The CFTC Whistleblower Program began in 2011 and has begun to award CFTC whistleblowers. Most fraud investigations take considerable time to complete and bring to the point of an enforcement action and resolution. It is widely expected that several significant awards will be forthcoming under this CFTC Whistleblower Program each year.

It is critically important, at times determinative, for CFTC whistleblowers to consult with and retain qualified financial fraud attorneys with knowledge of the options, futures and swap markets to investigate, develop and submit a whistleblower claim to the CFTC on a whistleblower’s behalf. This is true for several reasons:

First, a CFTC whistleblower who retains qualified, experienced securities fraud whistleblower counsel may properly submit his or her information to the CFTC through that whistleblower counsel with complete anonymity. That anonymity is maintained throughout the investigation.
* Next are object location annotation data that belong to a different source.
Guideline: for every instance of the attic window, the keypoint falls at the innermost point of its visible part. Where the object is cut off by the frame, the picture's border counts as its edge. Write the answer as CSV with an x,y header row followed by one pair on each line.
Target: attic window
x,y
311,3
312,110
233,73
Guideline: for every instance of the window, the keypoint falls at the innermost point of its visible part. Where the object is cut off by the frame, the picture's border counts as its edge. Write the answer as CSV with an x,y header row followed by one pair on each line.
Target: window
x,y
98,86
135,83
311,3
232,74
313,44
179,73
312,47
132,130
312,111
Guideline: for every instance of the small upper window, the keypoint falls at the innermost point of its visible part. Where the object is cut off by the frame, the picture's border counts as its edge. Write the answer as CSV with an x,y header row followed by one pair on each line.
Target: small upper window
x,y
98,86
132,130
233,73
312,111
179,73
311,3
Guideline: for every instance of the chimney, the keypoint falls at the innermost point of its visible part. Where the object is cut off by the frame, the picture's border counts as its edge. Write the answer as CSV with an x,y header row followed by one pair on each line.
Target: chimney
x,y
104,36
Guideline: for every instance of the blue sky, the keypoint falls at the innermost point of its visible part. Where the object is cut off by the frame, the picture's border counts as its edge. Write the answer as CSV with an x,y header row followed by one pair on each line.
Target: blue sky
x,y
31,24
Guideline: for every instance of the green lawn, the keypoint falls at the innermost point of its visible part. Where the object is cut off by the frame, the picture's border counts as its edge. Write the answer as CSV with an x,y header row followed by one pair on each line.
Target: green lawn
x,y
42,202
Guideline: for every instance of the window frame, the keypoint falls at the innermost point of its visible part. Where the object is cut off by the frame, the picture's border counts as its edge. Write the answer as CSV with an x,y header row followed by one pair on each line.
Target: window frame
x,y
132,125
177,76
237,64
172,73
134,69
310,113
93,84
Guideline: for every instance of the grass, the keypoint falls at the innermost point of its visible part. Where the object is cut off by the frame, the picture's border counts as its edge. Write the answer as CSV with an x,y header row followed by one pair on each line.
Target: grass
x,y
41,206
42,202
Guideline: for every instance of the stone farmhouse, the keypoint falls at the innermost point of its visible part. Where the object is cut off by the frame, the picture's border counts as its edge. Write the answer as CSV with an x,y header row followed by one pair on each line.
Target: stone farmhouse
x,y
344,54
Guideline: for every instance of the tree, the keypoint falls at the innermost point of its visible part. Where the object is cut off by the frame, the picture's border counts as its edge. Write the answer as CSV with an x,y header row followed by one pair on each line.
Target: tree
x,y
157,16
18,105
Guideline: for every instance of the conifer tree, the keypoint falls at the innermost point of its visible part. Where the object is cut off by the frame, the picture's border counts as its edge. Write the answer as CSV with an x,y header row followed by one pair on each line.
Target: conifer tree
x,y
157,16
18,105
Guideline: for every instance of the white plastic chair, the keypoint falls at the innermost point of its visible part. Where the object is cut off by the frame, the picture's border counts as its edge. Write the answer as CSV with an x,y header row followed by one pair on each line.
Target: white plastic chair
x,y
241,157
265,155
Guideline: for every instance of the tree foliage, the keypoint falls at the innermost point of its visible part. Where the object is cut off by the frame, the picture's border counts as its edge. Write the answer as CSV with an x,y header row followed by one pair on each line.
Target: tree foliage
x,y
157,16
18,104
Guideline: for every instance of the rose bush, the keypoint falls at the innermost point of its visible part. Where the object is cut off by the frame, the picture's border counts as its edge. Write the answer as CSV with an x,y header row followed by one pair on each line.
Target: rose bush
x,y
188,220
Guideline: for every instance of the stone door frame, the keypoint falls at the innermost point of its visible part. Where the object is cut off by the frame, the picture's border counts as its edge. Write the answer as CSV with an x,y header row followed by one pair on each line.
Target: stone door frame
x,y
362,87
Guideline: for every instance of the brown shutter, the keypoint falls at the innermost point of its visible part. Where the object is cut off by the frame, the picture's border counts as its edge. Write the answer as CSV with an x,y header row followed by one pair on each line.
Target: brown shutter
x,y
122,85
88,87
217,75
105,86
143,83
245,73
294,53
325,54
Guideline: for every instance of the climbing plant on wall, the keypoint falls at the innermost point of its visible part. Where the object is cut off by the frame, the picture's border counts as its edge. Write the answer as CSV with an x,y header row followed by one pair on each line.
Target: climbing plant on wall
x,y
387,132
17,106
Second, the CFTC has been deluged with thousands and thousands of potential whistleblower matters since 2011. Separating quality cases from dead-end leads takes enormous time and resources. A high-caliber submission filed by experienced CFTC whistleblower attorneys with high standards will get attention and focus immediately and ensure the maximum effect and reward from your whistleblower case.

Third, a law firm with broad experience litigating CFTC securities fraud can help a whistleblower determine the strength of his or her allegations and help develop the correct legal theories and factual allegations necessary to build a strong case. Such counsel can also advise whether a claim might more properly be, or additionally be, filed under the SEC or IRS programs or the False Claims Act.

Hagens Berman represents several whistleblower actions under the CFTC and SEC Whistleblower Programs, including representation of high-profile market expert Haim Bodek, and marshals its significant nationwide resources and expertise in financial fraud to best present whistleblower matters to the SEC and CFTC.